Jain Dharma believes there is happiness in owning and craving nothing and I believe that, too. I read about monks who are ostracized, maligned, spat upon, cursed, victimized and brutalized and still hoist no anger or ill will towards their tormenters. I’m nowhere near that. If I was crossing a bridge and someone spit on me my immediate reaction would be to throw them off the bridge after reading them the riot act. But I don’t want to be that guy. I want to be the forgiving one. I’ve actually already started forgiving my parents for me having had such a traumatic life. That’s something I thought I’d never do. Maybe I’m just getting old, I don’t know. I wrote a short story yesterday about a young man who tests his personal strength by placing himself in dangerous situations. If I had spoken to a wise man I’m sure he’d say something like, “Don’t put yourself in danger. Danger finds its host anyway.” I suppose it’s true what they say about facing your fears – it’s the best way to conquer them.
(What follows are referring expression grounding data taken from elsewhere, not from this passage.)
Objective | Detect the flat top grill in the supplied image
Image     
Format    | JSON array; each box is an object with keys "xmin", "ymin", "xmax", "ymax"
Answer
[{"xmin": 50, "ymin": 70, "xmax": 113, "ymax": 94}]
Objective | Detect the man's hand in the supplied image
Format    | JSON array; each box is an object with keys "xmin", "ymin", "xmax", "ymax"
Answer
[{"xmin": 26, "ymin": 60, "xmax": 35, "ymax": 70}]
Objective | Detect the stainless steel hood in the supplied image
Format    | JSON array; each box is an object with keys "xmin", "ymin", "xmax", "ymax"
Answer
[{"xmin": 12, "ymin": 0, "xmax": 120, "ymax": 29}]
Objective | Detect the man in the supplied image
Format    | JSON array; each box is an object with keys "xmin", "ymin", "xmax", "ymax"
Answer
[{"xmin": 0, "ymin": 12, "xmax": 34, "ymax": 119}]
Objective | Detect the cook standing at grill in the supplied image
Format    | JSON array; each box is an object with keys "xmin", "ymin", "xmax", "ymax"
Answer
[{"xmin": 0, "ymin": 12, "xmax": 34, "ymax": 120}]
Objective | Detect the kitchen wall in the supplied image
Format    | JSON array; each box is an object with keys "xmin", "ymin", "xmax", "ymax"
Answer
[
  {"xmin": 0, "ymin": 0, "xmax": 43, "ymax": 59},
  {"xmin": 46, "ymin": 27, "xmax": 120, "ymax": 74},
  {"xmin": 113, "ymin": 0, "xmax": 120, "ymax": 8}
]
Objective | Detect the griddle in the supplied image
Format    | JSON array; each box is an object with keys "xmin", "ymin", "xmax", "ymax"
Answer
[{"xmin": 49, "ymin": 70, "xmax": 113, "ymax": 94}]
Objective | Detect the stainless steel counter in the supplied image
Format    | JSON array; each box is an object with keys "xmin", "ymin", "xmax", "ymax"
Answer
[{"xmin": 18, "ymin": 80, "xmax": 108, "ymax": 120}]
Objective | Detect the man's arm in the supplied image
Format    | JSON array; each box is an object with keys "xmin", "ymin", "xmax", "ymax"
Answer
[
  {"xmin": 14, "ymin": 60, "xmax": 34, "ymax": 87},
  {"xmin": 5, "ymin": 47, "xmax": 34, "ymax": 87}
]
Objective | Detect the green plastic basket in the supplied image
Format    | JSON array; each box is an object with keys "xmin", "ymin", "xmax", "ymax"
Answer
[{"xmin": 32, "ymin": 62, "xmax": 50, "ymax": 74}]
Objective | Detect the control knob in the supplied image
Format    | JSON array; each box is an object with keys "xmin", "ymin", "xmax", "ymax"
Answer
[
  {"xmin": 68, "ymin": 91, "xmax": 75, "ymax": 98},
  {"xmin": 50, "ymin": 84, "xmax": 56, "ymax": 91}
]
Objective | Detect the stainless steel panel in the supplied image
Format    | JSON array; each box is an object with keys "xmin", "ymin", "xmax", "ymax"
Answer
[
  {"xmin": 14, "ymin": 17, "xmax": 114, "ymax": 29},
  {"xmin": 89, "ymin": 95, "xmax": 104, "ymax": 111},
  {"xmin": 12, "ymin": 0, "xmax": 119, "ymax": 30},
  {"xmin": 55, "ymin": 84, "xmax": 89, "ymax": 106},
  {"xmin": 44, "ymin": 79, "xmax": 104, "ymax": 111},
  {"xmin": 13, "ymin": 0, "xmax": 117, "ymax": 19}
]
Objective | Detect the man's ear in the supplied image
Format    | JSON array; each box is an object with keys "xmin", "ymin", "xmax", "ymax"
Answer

I do wish there were more Jains around here. I need strength. I need to be bolstered. I need them around me to show me the way, to give me hope, and to guide me where I need to go. I think without their support I could fall to the wayside. I can’t do this self-discipline bit by myself. I don’t think it’s gonna work. I need to push myself harder but am reluctant because, well, I can be lazy sometimes. My roommate and I have been doing a lot of walking lately, so that’s good. We average around 4 or 5 miles/day. This past Sunday we walked the entire circumference of Lake Union. We took a longer route around it so we ended up walking nearly 10 miles. It was a good walk because there were staircases and hills to navigate. I just walked to this Wallingford library I’m in from the Seattle Center. It’s only about 4 miles but it was in the hot sun so hopefully that counts for something.